Iolan Glen Searcy appreciates a new service that would alert first responders if he were in trouble.
“I’m on oxygen 24 hours a day, seven days a week,” said Searcy, 86. “I can’t be without it.”
He is exactly the kind of person Pam Beasley, Emergency Management Services director, wants to help with Allen County’s Vulnerable Needs Registry.
“We’re putting together a database of people with special needs,” she said. “Then, if severe weather, a power outage or any kind of problems puts them at risk, we quickly can provide assistance.”
People other than those with medical concerns are encouraged to register.

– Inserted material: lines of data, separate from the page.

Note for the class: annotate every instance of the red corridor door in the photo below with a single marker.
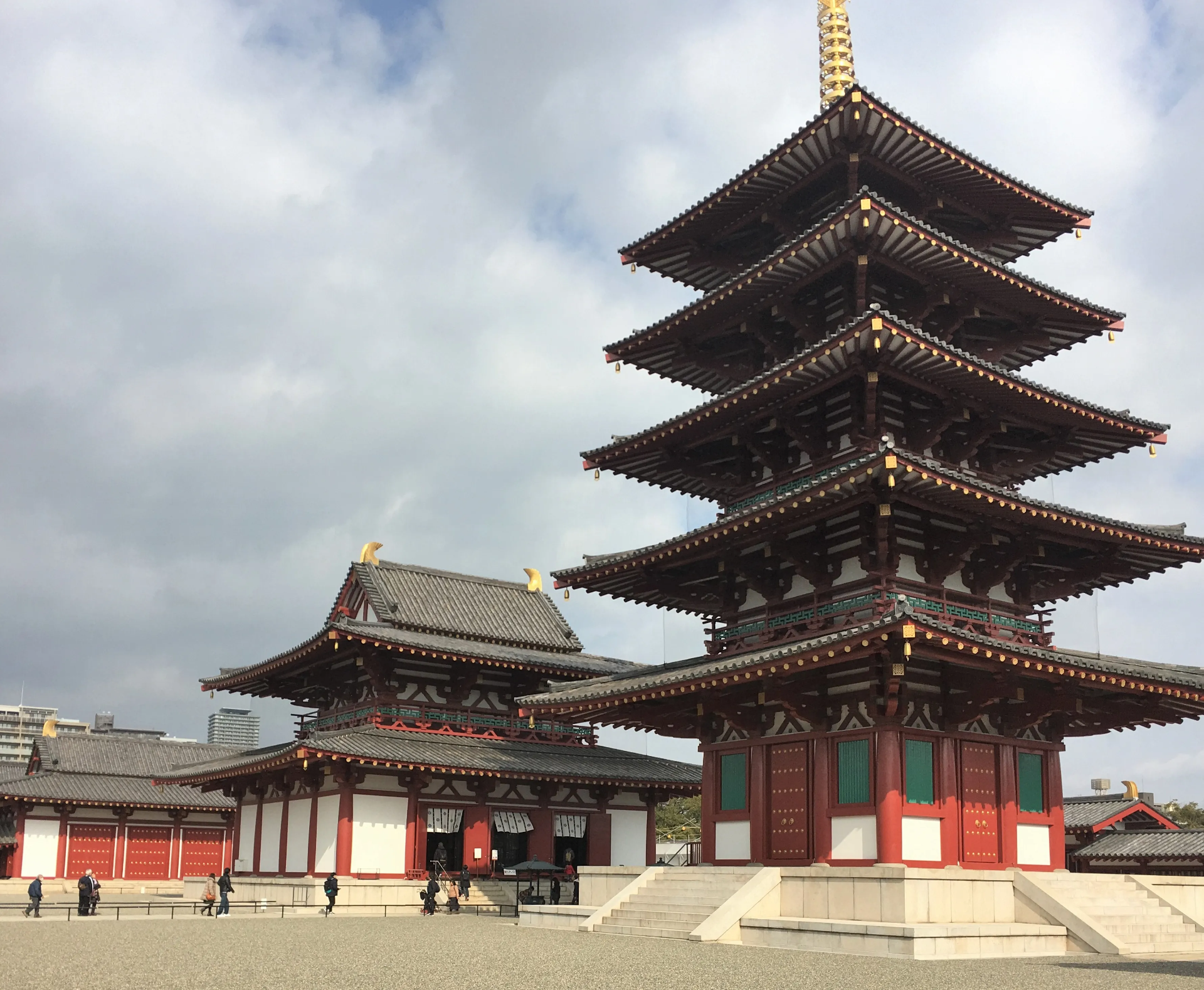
(980, 804)
(90, 847)
(788, 801)
(147, 853)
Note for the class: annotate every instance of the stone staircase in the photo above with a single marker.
(675, 902)
(1126, 912)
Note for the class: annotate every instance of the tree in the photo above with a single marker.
(1190, 816)
(679, 814)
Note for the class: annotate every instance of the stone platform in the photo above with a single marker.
(891, 911)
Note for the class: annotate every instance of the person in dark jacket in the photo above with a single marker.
(35, 898)
(331, 890)
(226, 888)
(85, 886)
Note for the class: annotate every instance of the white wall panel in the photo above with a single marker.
(297, 854)
(855, 838)
(921, 839)
(1033, 844)
(629, 839)
(734, 841)
(246, 838)
(270, 839)
(378, 834)
(40, 847)
(328, 835)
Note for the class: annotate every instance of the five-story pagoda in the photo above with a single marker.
(880, 683)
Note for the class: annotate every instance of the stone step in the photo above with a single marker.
(607, 929)
(652, 923)
(694, 918)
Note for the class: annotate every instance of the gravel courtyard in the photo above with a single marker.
(483, 954)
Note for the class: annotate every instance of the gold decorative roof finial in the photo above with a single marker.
(836, 52)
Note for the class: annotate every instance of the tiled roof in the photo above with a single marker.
(105, 789)
(1155, 844)
(778, 171)
(436, 750)
(463, 606)
(707, 666)
(586, 663)
(117, 757)
(1085, 813)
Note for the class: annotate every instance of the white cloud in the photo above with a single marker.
(276, 281)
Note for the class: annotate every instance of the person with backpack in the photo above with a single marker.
(35, 898)
(226, 888)
(210, 895)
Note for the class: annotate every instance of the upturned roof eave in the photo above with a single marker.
(739, 282)
(843, 333)
(766, 161)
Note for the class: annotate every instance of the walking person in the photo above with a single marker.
(35, 898)
(210, 895)
(85, 889)
(224, 890)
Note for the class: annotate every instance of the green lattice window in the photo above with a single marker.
(1030, 774)
(732, 782)
(918, 764)
(853, 772)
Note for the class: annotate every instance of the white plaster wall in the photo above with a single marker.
(921, 839)
(1033, 844)
(629, 839)
(378, 834)
(297, 855)
(855, 838)
(734, 841)
(270, 839)
(247, 838)
(40, 847)
(328, 835)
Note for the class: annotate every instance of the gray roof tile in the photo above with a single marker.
(1159, 844)
(522, 759)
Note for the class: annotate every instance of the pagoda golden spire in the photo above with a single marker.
(836, 52)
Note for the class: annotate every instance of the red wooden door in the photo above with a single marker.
(90, 847)
(788, 801)
(980, 804)
(147, 853)
(201, 852)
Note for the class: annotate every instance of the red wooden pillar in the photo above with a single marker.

“We also want daycare providers and nursing and care homes in the database,” Beasley said, noting that if a chemical spill occurred or an anhydrous ammonia tank ruptured near a daycare crowded with youngsters, “we’d know who was at risk and could respond immediately.”
Registration is made easy by dialing 211 or logging onto www.helpmekansas.org. Beasley is available at 365-1477.
The program is statewide and sponsored by United Way and Kansas Emergency Management Agency, with local emergency managers having lead roles within their communities.

SEARCY has chronic obstructive pulmonary disease and has needed oxygen to help him breathe for five years, full time the last two years.
An oxygen concentrator carries the oxygen to his and wife Alberta’s living and bedrooms. A backup tank provides up to four hours of oxygen and is kept handy in the event a power outage silences his concentrator. He has small one-hour tanks to carry when out of the house.
“This program will be important to me,” Searcy said. “If the power goes out, I don’t want to wait and worry about it being restored.”
That’s a relief to wife Alberta, 85, as well. “I get pretty fidgety when something happens to his oxygen,” she said.